Sonus Faber, the Italian company universally acknowledged for revolutionizing the shape of dynamic loudspeakers, celebrated its 20th anniversary this year with not one, but two significant events. The first was the construction of a 12,000-square-foot factory in Vicenza. The building opened in September, in time to commence manufacture of the other anniversary marker, the Stradivari Homage.
Sonus faber is Latin for “sound factory,” but its new home is anything but a typical industrial structure; its glass core is flanked by two wooden wings that evoke the staves of a lute, the stringed instrument with a pear-shaped body that narrows to a fretted fingerboard. The visual concept is repeated in the listening room, only in this instance, the wood struts break up sound reflections, thus creating a neutral listening environment. Here is where the company has perfected its new flagship speaker.
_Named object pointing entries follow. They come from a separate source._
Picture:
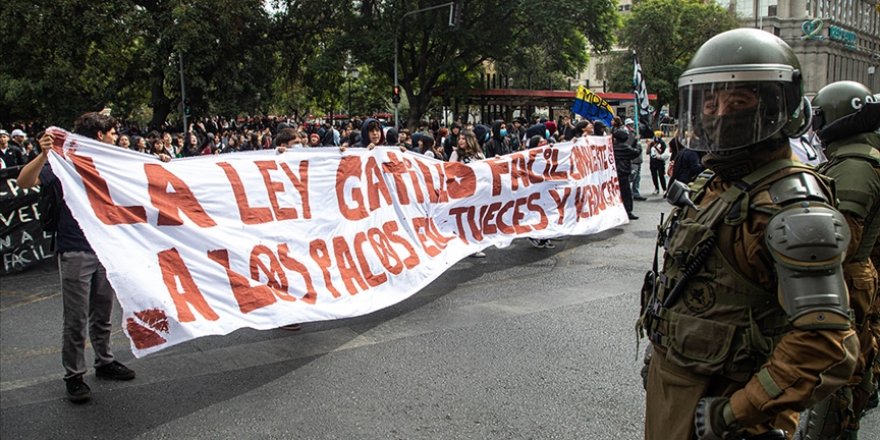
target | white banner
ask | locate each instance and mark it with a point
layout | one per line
(207, 245)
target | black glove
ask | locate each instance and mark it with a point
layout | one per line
(714, 419)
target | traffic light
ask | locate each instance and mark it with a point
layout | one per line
(457, 8)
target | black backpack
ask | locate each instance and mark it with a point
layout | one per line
(49, 206)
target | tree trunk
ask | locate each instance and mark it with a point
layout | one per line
(160, 103)
(418, 105)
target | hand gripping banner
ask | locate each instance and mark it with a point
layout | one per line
(207, 245)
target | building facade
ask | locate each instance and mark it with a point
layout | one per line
(834, 39)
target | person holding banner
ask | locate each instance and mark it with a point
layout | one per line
(87, 294)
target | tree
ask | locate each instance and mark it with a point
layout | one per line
(434, 58)
(53, 71)
(228, 59)
(665, 34)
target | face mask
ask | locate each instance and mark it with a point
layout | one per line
(730, 131)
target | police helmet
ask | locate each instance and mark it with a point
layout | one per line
(844, 108)
(742, 87)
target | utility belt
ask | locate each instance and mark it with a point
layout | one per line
(711, 347)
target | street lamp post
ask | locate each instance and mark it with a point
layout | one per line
(351, 74)
(451, 6)
(182, 94)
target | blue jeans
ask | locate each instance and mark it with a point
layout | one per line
(636, 178)
(88, 300)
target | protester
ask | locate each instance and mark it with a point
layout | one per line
(468, 150)
(372, 135)
(86, 292)
(499, 144)
(658, 155)
(10, 154)
(636, 176)
(624, 153)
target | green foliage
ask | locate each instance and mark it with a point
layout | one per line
(434, 59)
(64, 57)
(665, 34)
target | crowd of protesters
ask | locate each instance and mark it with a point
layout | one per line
(220, 135)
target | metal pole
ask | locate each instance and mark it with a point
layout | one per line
(349, 97)
(182, 94)
(451, 6)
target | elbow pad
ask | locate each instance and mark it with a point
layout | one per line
(808, 242)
The Stradivari completes the trilogy of Homage models named after esteemed violin makers living in Cremona, a historic city southeast of Milan. Sonus faber launched the series a decade ago with the Guarneri Homage ($10,000 per pair), a compact, two-way speaker set atop an integrated stand. The speaker, which is still in production, shares more than just a name with the 17th-century violin maker. The solid, fine wood staves are assembled and finished using the same techniques and organic glues and lacquers that its namesake employed four centuries ago. The Guarneri was the first speaker to break out of the box: It introduced the radical lute-shape cabinet that countless manufacturers have since copied.
The Guarneri was followed in 1998 by the Amati Homage ($22,000 per pair), a full-range, floor-standing system. Like the Guarneri’s, its grill is reminiscent of a series of strings, a design that evokes Cremona’s most famous instrument. Both speakers feature hand-finished, high-gloss coatings, black lacquer accents, and fine leather coverings for the front surfaces, or baffles.
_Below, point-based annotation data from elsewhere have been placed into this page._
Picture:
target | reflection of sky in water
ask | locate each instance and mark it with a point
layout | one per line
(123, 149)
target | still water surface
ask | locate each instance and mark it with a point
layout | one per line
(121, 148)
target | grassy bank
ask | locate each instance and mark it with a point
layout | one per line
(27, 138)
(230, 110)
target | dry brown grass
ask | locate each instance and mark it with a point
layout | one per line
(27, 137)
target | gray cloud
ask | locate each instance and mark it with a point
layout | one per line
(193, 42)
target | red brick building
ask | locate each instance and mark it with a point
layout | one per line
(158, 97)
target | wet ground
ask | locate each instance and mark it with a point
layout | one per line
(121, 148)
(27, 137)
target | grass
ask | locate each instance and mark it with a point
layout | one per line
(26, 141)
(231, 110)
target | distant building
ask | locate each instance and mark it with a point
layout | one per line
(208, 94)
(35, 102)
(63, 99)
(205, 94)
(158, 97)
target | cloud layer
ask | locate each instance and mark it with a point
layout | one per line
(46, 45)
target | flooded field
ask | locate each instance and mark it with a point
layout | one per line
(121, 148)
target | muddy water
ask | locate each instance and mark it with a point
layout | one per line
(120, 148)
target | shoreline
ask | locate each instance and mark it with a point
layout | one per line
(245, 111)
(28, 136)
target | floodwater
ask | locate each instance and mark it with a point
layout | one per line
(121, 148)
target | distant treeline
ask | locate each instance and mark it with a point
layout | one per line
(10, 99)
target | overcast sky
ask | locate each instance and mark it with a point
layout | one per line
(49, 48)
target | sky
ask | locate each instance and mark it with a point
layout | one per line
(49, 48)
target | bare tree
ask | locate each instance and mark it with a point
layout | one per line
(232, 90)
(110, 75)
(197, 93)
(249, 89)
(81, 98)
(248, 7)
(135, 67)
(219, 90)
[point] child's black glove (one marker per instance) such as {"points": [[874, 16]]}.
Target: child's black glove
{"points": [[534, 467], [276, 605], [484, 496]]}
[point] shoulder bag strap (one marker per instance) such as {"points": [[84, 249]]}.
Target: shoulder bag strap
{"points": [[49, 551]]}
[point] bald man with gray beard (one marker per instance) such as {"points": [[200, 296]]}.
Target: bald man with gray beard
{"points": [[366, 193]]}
The Stradivari Homage ($40,000 per pair), the final model, solidifies Sonus faber’s reputation as a pioneer in design. At first glance, the speaker appears to be two Amatis positioned face-to-face, but closer inspection reveals a completely new speaker profile that is certain to be mimicked. The speaker stands 531¼2 inches tall and 26 inches wide, but it is only a foot deep. “The Stradivari is the ultimate statement of what Sonus faber means,” says company founder and designer Franco Serblin.
Although Serblin’s design deviates from the lute shape, he incorporated visual elements—the string grills, wooden construction, leather around the drive units, and the black lacquer top and bottom—that distinguish the Stradivari as a sibling of the earlier Homage speakers. “I have stayed faithful to the original concept—this is my homage to the greats of Cremona,” he says. He also integrated Sonus faber’s new highly refined drive units and used silver conductors and alloy wiring and connectors. “It would not have been right to inject high tech into the Stradivari—to try to reinvent the speaker,” Serblin explains. “It is an evolution.”